Is attestation of Will compulsory?
Attestation of a Will is mandatory. At least two witnesses should attest a Will. "Attested" in relation to an instrument, means and shall be deemed always to have meant attested by two or more witnesses, each of whom has seen the executant sign or affix his mark to the instrument. In other words, the witnesses, who sign as witness, should see the person signing the Will in their presence and each of them signing in the presence of each other and in the presence of the testator, who declared the instrument as his Will.
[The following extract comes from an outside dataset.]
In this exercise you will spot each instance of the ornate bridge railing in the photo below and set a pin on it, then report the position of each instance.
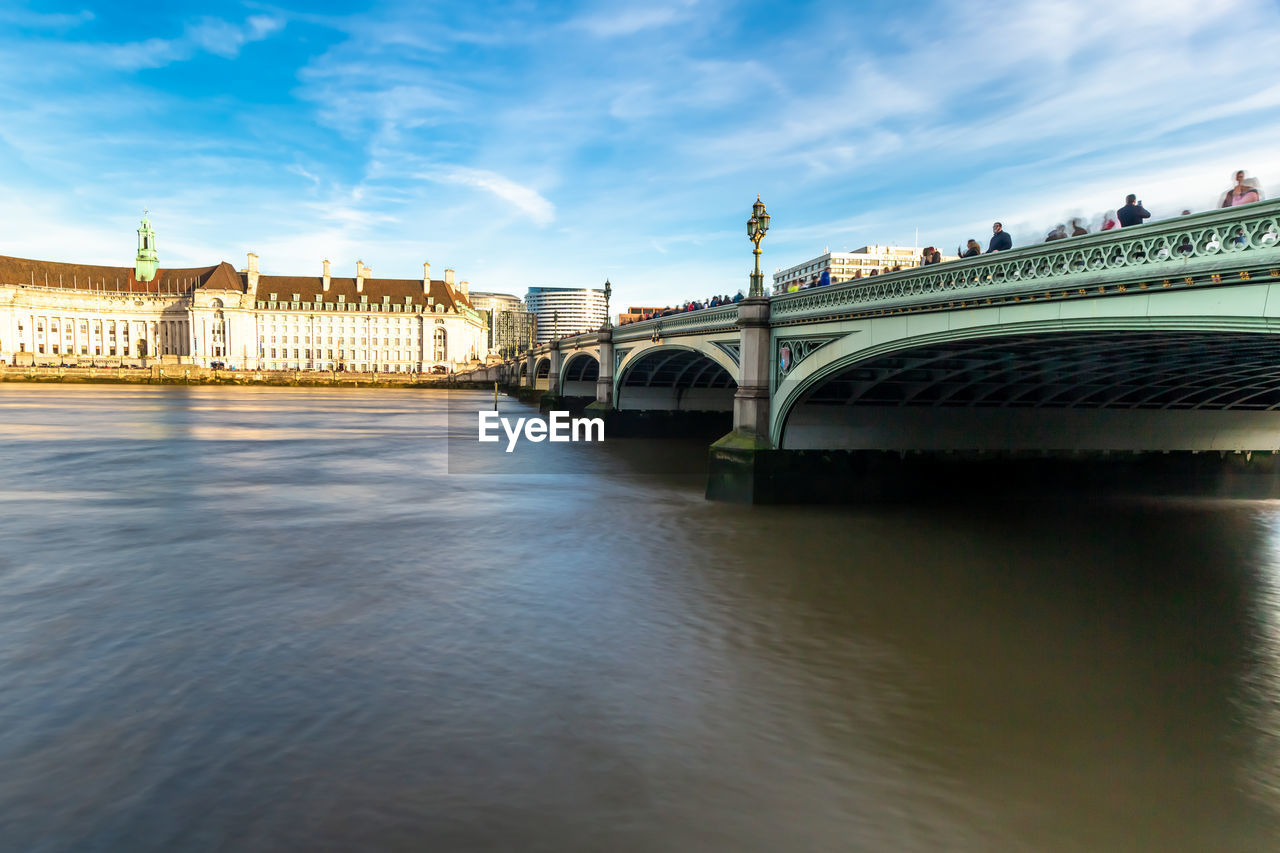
(707, 319)
(1237, 240)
Whether the video film will uphold the authenticity of a Will?
In the field of evidence, the video film has brought about a revolutionary change. If a video film is made, it will be a foolproof evidence and will minimize the disputes provided that it is handled and used properly. The claims and counter-claims can be settled with the help of video films without much hassle. However, abundant care and caution must be taken to ensure that video films are not doctored to twist and turn the proof in favour of interested parties.